During sepsis, the balance between abundantly secreted von Willebrand factor (VWF) and the activity of its size regulating protease ADAMTS13 is assumed to be involved in coagulation abnormalities. We aimed to establish a porcine model with haemorrhagic shock with consecutive sepsis and hypothesised that a decreased ADAMTS13-activity as well as an altered VWF multimer pattern is associated with renal failure. Animals (n=21) were subjected to haemorrhagic shock. After volume replacement, intraperitoneal Escherichia coli sepsis was induced. Blood samples were drawn at baseline, after haemorrhage and sepsis induction. Directly postmortem we examined renal tissue by JONES-silver, CD61, VWF and fibrin staining for characterisation of thrombi. Renal failure was analysed by scoring PAS-stained sections for acute tubular damage. Glomerular microthrombi were observed in six of 21 septic animals. Porcine ADAMTS13 activity declined significantly during sepsis, accompanied by a drop-off in platelet count. At 12 hours after sepsis induction, ADAMTS13 activity was significantly diminished compared to sham controls, and an elevated acute tubular damage score was associated with an increased proportion of high-molecular-weight VWF multimers.
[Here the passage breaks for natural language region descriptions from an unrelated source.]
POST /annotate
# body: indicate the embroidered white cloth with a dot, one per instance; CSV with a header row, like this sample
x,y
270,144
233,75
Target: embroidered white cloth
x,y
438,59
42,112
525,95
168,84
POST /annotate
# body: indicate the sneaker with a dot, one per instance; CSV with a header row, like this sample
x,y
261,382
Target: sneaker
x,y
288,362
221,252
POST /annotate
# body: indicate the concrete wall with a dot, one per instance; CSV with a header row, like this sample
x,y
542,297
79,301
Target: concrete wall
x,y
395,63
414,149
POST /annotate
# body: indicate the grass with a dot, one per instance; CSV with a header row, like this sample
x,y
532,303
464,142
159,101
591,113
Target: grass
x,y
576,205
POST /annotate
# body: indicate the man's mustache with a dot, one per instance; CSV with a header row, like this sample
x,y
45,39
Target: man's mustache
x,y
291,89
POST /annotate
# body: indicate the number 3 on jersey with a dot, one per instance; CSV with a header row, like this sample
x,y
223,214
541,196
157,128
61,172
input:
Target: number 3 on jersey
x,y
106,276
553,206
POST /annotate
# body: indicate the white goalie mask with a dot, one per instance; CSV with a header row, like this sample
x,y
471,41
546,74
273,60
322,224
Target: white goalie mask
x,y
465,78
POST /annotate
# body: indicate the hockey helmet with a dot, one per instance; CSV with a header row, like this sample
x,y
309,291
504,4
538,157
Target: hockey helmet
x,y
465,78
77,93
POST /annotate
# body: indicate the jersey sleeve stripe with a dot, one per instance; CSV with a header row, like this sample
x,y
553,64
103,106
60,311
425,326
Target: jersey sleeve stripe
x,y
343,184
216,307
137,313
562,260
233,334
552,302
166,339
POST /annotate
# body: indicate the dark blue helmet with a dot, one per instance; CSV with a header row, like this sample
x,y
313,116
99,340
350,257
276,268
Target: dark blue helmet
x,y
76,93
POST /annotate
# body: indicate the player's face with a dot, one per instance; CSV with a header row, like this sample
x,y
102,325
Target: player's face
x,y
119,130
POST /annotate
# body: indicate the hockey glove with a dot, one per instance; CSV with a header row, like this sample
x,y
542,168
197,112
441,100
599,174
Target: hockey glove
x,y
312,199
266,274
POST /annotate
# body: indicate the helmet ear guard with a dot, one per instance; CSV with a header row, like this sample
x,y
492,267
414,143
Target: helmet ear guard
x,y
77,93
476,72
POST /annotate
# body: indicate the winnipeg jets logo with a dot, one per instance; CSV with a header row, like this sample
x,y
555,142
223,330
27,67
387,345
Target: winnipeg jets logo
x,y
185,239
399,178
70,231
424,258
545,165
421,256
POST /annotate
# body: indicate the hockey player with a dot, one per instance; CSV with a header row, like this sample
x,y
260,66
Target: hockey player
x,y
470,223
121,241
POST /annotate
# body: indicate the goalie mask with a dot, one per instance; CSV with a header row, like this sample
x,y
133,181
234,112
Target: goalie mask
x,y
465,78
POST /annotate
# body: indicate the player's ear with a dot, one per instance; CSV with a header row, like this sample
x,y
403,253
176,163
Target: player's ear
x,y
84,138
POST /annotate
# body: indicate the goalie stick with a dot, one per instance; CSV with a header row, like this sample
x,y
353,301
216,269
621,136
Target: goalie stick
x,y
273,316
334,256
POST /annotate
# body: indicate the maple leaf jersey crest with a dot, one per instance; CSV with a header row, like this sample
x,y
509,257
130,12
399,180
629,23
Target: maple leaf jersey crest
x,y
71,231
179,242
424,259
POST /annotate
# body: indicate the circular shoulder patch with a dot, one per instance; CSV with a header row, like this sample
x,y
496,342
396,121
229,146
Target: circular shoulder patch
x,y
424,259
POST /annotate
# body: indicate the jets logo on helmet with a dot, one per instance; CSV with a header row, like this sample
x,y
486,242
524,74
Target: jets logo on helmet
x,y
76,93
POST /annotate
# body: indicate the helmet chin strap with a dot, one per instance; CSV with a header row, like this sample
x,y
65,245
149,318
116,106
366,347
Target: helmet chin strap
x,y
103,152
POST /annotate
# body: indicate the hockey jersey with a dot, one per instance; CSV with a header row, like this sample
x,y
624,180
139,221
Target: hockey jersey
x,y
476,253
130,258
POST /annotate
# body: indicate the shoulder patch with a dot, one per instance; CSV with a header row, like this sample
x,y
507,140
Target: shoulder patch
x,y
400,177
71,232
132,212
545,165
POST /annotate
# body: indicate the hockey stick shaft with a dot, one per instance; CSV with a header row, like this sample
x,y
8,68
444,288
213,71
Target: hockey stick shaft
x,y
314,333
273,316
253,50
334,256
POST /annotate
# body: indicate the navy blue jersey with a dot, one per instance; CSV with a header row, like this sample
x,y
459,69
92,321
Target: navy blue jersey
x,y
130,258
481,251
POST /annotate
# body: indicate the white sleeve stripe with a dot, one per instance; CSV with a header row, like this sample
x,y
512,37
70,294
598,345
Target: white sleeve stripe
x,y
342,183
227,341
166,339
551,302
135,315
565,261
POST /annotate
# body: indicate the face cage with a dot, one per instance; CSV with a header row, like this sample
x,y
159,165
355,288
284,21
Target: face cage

Compared to baseline the proportion of high-molecular-weight VWF multimers increased significantly in septic animals. Similar to human sepsis, diminished ADAMTS13 activity was observed in a septic porcine model associated with a shift to rather thrombogenic VWF multimers and deposition of microthrombi. Therefore, this porcine model seems to be appropriate for performing functional and therapeutic studies in sepsis-associated ADAMTS13 deficiency.